A couple chapters later they have sex again. This time it’s different. Wallace isn’t in blood lust and knows exactly what he’s doing. He’s determined to show Jeremy the difference between the brutal, blood-lust sex Jeremy’s accustomed to and actual, tender lovemaking. This scene is described in detail because it’s more than sex; it deepens their relationship and moves the plot forward. Subsequent sex scenes are glossed over or hinted at. They’re together now and they’re falling in love. It’s okay to save the explicit stuff for when it actually matters. Otherwise it’s just PWP and a waste of wordage.

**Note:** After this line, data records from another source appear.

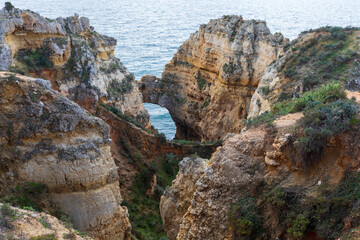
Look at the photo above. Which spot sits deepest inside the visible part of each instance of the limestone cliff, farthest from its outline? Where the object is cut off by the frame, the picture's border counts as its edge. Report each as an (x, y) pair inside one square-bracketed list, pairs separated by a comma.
[(16, 223), (208, 84), (316, 56), (252, 188), (79, 61), (45, 138), (177, 199)]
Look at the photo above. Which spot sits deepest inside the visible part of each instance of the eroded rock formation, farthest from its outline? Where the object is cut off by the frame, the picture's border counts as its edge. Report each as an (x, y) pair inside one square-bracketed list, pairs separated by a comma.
[(79, 61), (23, 224), (251, 187), (177, 199), (208, 85), (315, 57), (46, 138)]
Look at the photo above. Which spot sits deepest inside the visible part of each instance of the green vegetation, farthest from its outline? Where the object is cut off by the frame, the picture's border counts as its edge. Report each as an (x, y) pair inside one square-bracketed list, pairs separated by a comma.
[(35, 60), (144, 209), (123, 116), (44, 222), (7, 212), (9, 6), (329, 56), (167, 79), (322, 122), (326, 112), (265, 90), (26, 195)]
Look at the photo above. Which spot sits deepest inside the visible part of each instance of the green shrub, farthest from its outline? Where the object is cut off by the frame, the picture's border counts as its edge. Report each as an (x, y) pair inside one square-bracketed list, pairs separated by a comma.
[(7, 212), (44, 222), (26, 195), (321, 122), (276, 197), (9, 6)]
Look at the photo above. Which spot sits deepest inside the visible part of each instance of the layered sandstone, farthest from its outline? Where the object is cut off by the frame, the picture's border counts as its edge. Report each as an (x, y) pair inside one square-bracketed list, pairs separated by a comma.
[(79, 61), (133, 146), (177, 199), (30, 224), (208, 85), (315, 57), (46, 138), (255, 170)]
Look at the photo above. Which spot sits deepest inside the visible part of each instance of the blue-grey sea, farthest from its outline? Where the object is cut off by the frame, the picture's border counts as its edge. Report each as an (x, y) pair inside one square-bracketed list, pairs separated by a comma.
[(148, 32)]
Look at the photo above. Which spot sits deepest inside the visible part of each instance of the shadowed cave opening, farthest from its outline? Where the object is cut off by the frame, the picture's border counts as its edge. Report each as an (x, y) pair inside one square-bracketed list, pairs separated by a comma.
[(160, 118)]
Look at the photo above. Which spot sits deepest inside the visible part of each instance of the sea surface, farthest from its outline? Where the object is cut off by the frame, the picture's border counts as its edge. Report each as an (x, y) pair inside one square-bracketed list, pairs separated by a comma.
[(149, 32)]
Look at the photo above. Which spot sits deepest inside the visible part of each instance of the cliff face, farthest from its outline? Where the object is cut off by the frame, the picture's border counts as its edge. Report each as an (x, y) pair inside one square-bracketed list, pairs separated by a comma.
[(177, 199), (208, 84), (79, 61), (133, 147), (18, 223), (252, 188), (45, 138), (315, 57)]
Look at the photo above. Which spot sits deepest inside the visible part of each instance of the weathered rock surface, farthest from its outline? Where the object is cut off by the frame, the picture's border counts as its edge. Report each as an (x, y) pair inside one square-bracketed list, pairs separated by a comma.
[(133, 146), (208, 85), (250, 166), (46, 138), (79, 61), (29, 224), (318, 56), (177, 199)]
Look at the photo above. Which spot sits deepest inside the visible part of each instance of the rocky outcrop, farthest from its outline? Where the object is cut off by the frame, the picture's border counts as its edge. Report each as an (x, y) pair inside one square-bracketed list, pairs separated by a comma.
[(315, 57), (17, 223), (252, 189), (177, 199), (208, 85), (45, 138), (79, 61)]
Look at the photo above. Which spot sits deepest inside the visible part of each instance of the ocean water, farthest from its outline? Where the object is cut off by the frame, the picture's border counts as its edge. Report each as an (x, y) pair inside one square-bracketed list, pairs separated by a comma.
[(149, 32)]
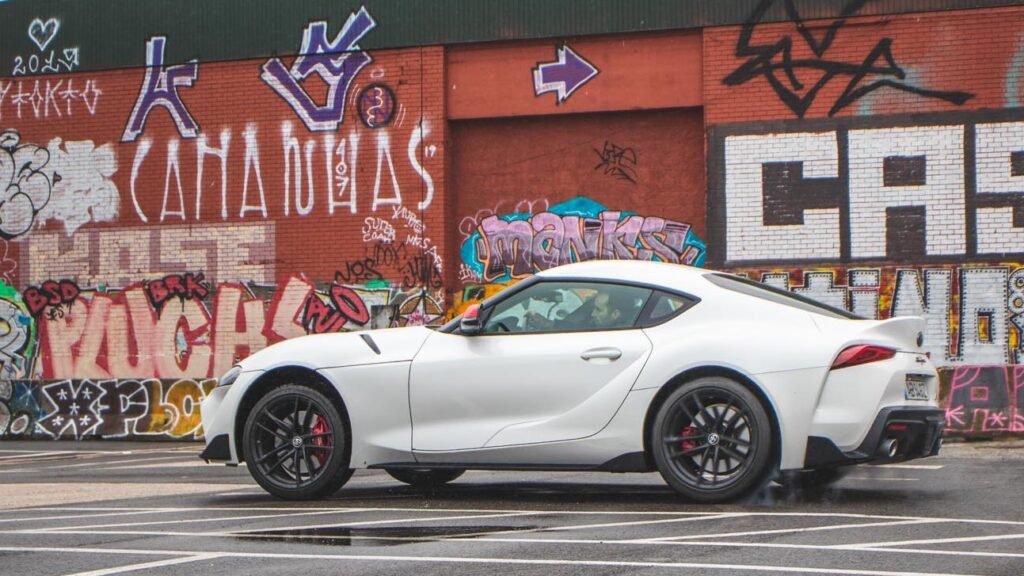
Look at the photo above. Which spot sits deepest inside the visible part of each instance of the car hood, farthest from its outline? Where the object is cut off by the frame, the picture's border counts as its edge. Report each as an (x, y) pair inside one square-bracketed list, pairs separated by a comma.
[(338, 350)]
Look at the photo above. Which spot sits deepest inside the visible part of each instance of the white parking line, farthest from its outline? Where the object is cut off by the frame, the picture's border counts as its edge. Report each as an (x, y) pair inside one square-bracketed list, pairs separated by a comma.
[(912, 466), (706, 537), (128, 461), (468, 537), (882, 479), (73, 517), (485, 561), (195, 521), (146, 565), (379, 522), (940, 540)]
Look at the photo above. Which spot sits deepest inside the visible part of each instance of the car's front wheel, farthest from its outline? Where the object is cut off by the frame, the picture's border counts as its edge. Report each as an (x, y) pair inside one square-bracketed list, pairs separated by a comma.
[(425, 478), (296, 444), (712, 440)]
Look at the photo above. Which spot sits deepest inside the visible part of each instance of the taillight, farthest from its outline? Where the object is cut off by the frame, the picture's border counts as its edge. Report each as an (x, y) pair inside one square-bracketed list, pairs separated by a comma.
[(861, 354)]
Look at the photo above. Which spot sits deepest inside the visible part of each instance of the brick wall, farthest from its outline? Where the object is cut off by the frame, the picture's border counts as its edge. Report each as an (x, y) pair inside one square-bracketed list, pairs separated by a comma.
[(177, 218), (875, 163)]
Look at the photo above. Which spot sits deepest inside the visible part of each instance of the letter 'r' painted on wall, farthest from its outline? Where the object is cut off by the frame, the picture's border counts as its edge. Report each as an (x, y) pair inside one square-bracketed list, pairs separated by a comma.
[(337, 64), (160, 87)]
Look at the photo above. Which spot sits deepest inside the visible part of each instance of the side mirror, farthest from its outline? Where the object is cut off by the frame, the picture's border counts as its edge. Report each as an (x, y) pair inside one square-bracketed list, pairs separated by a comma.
[(470, 324)]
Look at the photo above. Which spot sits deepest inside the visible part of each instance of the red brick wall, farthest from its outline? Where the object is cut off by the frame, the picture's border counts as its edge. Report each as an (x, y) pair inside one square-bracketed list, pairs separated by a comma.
[(113, 223), (971, 51), (890, 193)]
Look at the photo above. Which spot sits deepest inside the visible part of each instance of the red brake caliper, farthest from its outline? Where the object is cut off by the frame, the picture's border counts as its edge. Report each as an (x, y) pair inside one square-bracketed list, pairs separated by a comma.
[(318, 428), (689, 444)]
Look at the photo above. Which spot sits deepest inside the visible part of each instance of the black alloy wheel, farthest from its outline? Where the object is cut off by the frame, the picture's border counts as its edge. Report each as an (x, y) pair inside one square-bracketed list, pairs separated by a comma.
[(296, 444), (712, 440), (425, 478)]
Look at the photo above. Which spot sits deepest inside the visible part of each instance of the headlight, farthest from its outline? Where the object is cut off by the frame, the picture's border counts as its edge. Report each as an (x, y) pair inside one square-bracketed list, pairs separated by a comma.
[(229, 376)]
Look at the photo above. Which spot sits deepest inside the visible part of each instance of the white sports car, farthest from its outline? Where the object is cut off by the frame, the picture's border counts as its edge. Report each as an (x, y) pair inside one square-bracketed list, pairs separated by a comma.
[(716, 381)]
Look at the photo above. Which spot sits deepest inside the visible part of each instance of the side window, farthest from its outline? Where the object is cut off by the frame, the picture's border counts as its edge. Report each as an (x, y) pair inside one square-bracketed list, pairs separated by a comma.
[(568, 306), (665, 306)]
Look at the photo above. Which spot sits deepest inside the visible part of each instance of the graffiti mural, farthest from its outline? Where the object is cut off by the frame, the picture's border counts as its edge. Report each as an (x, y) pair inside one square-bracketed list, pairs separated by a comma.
[(48, 98), (974, 315), (46, 58), (114, 257), (984, 400), (881, 188), (182, 326), (68, 181), (160, 88), (336, 63), (520, 244), (113, 409), (26, 187), (564, 76), (17, 335), (783, 64)]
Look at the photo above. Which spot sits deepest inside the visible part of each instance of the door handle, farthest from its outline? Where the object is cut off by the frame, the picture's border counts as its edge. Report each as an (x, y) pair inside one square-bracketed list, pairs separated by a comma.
[(605, 353)]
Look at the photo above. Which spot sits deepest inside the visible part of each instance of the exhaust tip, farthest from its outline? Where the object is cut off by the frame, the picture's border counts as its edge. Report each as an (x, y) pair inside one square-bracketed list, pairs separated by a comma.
[(893, 448), (889, 448)]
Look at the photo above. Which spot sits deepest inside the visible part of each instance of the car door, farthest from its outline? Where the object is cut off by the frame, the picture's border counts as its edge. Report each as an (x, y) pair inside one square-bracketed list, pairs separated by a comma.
[(546, 368)]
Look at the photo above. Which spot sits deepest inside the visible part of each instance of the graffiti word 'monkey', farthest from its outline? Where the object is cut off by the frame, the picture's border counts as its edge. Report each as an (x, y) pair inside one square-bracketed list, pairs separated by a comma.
[(547, 240)]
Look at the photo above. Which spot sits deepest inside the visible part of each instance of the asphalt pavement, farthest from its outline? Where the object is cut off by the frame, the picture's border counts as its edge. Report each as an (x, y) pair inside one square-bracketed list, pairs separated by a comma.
[(92, 508)]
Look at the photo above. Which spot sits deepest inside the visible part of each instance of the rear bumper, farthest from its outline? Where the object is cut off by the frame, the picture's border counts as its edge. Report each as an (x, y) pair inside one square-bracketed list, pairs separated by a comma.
[(897, 434)]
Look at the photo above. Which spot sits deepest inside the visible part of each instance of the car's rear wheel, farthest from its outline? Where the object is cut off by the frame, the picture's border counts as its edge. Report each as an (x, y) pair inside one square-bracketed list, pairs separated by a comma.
[(296, 444), (712, 440), (425, 478)]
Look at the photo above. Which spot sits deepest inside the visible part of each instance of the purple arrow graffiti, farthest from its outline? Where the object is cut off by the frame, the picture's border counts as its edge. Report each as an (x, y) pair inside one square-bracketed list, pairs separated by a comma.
[(564, 76)]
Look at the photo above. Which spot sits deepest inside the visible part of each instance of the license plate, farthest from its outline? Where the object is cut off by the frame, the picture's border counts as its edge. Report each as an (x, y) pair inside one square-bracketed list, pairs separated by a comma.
[(916, 388)]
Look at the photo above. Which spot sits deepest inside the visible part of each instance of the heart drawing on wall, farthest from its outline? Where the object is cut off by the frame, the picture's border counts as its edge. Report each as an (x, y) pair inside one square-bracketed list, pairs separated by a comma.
[(42, 33)]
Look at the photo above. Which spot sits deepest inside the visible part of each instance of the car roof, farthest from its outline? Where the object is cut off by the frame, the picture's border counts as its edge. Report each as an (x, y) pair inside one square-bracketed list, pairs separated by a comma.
[(644, 272)]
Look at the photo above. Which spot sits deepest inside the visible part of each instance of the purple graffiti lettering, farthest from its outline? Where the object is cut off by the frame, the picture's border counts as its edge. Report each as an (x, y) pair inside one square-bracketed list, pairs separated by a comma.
[(547, 240), (982, 399), (160, 87), (74, 409), (337, 63)]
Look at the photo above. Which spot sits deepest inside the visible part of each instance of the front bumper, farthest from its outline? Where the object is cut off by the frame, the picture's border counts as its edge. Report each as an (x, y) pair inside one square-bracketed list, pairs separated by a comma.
[(897, 434)]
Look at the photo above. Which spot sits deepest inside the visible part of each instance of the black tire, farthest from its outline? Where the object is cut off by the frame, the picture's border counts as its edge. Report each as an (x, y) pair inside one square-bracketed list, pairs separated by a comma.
[(297, 444), (810, 480), (425, 478), (712, 440)]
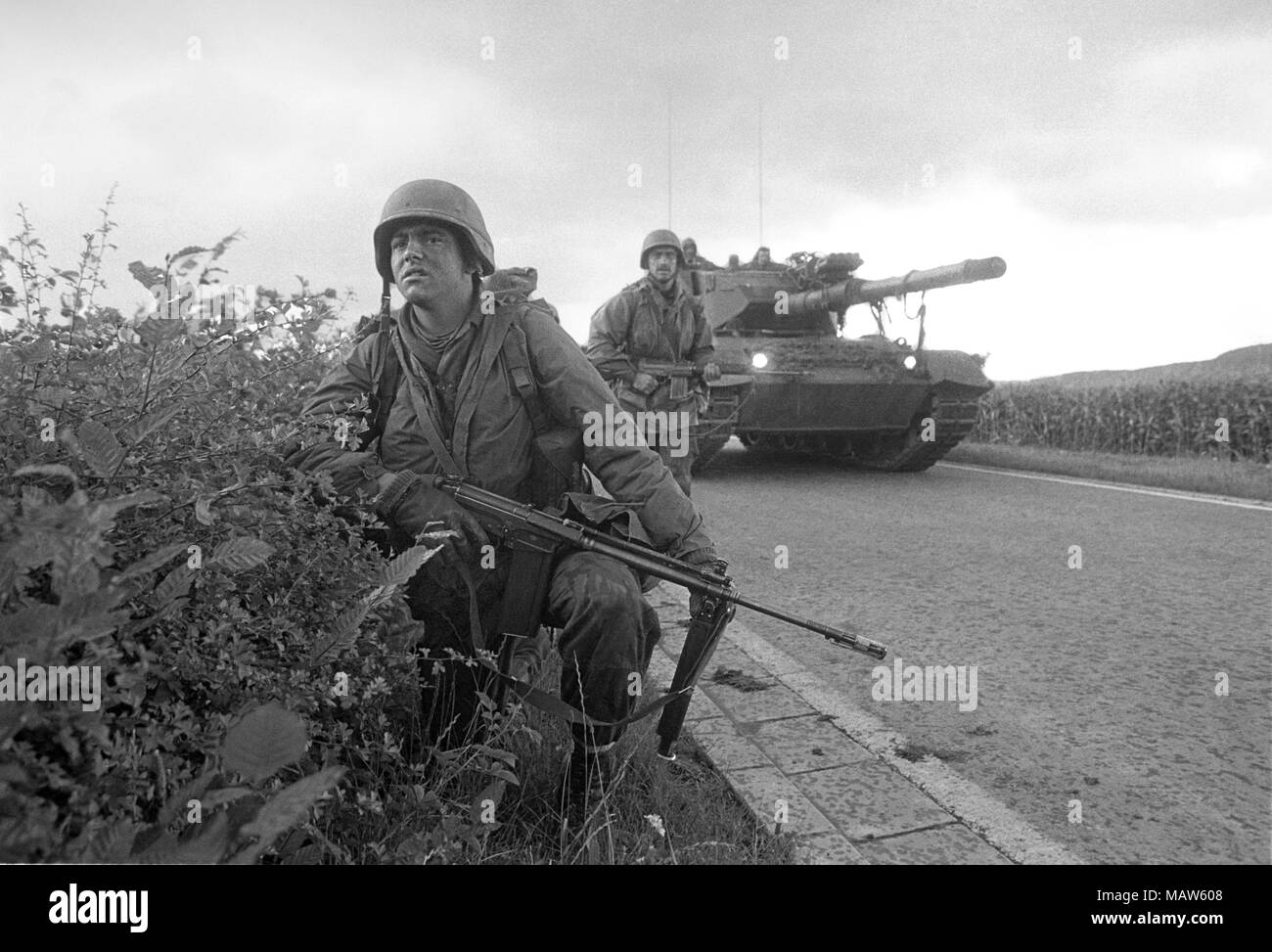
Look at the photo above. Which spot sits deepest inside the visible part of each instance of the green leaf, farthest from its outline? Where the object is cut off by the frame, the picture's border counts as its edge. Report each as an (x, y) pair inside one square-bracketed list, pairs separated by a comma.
[(152, 562), (285, 808), (263, 743), (343, 631), (49, 470), (147, 275), (143, 496), (206, 847), (494, 793), (204, 509), (100, 447), (399, 569), (36, 351), (174, 584), (224, 794), (241, 554), (154, 331)]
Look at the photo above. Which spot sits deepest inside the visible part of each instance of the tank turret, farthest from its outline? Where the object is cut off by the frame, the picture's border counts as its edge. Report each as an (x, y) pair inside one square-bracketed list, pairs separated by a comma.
[(795, 384)]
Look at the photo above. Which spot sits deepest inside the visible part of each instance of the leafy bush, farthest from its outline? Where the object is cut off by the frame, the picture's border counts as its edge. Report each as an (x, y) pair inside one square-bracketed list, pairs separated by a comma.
[(149, 529)]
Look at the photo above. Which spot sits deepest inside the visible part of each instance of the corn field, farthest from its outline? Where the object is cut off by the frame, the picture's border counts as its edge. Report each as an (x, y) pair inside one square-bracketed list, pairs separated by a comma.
[(1162, 419)]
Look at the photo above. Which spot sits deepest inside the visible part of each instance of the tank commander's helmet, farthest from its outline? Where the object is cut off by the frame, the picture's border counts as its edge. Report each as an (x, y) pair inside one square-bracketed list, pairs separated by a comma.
[(660, 238), (440, 202)]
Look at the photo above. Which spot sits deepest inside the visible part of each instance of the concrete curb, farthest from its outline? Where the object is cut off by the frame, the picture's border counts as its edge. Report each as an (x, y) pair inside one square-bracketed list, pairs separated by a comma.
[(795, 749)]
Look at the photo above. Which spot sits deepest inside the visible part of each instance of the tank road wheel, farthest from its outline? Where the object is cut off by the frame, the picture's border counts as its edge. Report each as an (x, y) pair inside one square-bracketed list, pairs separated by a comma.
[(715, 427), (707, 449), (953, 411)]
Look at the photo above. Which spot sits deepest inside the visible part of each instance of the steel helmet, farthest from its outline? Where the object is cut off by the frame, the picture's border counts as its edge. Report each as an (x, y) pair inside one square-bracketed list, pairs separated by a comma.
[(660, 238), (432, 198)]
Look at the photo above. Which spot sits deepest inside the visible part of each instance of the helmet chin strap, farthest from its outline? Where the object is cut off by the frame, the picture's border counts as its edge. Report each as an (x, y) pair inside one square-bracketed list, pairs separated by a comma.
[(385, 307)]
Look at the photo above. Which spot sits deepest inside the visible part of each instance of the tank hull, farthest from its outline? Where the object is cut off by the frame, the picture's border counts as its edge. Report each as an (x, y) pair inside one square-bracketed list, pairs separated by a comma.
[(853, 400), (795, 385)]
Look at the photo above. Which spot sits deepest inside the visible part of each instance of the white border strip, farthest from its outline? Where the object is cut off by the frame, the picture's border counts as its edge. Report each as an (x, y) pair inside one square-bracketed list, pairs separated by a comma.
[(1141, 490)]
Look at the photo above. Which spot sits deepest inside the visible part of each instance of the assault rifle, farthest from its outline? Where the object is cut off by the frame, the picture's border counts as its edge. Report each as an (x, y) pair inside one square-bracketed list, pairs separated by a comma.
[(534, 538), (679, 372)]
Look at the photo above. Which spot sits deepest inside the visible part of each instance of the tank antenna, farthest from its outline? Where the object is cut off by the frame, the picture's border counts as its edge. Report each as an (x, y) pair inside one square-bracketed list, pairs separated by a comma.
[(759, 149), (669, 157)]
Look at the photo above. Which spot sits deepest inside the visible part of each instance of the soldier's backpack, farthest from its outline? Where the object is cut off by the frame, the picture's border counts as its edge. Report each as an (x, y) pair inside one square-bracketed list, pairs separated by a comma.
[(558, 451)]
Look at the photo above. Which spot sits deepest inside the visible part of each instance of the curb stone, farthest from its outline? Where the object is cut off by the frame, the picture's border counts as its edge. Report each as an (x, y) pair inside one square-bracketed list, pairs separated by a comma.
[(777, 735)]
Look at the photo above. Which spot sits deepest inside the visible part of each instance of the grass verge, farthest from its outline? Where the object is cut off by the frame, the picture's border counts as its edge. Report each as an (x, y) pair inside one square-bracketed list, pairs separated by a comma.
[(1242, 478)]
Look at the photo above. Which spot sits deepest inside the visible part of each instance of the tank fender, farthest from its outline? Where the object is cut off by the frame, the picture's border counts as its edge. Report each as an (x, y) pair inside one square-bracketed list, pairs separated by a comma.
[(955, 367)]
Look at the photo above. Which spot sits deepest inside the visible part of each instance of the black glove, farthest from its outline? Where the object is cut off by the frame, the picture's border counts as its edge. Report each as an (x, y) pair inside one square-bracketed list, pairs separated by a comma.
[(423, 508), (716, 567)]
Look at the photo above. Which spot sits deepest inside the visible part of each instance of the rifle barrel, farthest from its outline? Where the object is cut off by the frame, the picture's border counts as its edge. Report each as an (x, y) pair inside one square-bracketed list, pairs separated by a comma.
[(859, 643), (641, 559)]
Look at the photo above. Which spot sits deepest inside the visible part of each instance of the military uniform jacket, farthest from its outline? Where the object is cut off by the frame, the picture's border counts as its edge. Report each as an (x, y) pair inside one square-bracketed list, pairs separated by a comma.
[(492, 431), (639, 324)]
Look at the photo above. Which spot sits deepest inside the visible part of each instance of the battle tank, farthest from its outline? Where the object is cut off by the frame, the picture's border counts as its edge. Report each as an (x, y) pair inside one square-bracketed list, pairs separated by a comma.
[(793, 384)]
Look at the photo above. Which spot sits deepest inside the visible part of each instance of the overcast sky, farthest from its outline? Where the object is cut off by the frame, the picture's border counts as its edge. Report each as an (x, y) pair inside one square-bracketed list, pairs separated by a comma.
[(1118, 156)]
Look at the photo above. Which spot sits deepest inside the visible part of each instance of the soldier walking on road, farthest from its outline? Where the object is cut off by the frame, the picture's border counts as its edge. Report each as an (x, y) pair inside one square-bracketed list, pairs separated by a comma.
[(656, 320), (479, 382), (692, 260)]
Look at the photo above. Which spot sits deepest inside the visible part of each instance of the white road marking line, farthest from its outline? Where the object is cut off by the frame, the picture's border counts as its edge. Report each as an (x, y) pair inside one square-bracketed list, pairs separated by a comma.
[(996, 822), (1141, 490)]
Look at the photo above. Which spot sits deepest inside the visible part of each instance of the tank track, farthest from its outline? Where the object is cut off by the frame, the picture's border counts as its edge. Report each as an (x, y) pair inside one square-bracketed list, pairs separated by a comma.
[(954, 409)]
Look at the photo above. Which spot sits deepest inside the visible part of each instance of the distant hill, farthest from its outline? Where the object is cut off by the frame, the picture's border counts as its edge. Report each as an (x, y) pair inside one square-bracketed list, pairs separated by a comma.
[(1242, 364)]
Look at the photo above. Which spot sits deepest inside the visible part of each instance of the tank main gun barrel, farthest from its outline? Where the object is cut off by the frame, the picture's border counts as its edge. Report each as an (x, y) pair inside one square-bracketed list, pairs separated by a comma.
[(855, 291)]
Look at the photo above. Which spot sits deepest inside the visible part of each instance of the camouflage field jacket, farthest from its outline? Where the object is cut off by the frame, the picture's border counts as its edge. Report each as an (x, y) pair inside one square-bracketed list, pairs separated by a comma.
[(639, 324), (492, 431)]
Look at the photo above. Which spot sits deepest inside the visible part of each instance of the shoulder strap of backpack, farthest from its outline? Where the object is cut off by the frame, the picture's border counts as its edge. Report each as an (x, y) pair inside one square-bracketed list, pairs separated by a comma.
[(517, 358), (386, 376)]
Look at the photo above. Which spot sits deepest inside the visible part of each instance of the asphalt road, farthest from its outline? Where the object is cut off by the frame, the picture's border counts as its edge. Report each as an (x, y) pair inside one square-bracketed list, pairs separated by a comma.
[(1094, 684)]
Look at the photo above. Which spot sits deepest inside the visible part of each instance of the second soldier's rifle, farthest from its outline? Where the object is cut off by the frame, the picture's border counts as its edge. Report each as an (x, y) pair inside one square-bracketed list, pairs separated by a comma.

Later on in the story Jeremy learns a devastating secret about Wallace’s past which the vampire has been keeping from him. He’s heartbroken and furious. He finds Wallace at his house, dying of blood lust, and only sex can save him. Angry as he is, Jeremy can’t leave the vampire to suffer and die. He picks up his lover, slams into the bedroom and kicks the door shut. What’s about to follow will be ugly and have nothing to do with love. Therefore, it isn’t shown. The story picks up in the aftermath, with emotions clashing as brutally as their bodies did moments before.
There are only two more descriptive scenes: their reconciliation, where Wallace conquers his blood lust and actually stays aware throughout the act, and the HEA finale. In restrospect, I probably could have cut the second one, but I wanted my characters to go out on a high note. Anyone who’s read the book, let me know: does the final sex scene add to the story, or could I have axed it without consequences? That’s the ultimate test of any scene, sex or non: Does it add to the story? Consider that when you’re wondering whether to leave in that scene between Axel and Molly and the matching dildoes, or if you’re better off with just an ellipsis.
Too much? Too little? In the end it’s a tightrope walk. We all learn by doing. With time and practice, instinct should tell you if you’ve hit a workable balance. Otherwise the readers will, God love ‘em. Hard to believe you can go wrong describing explicit sex, but that’s one of the joys of writing. Have fun!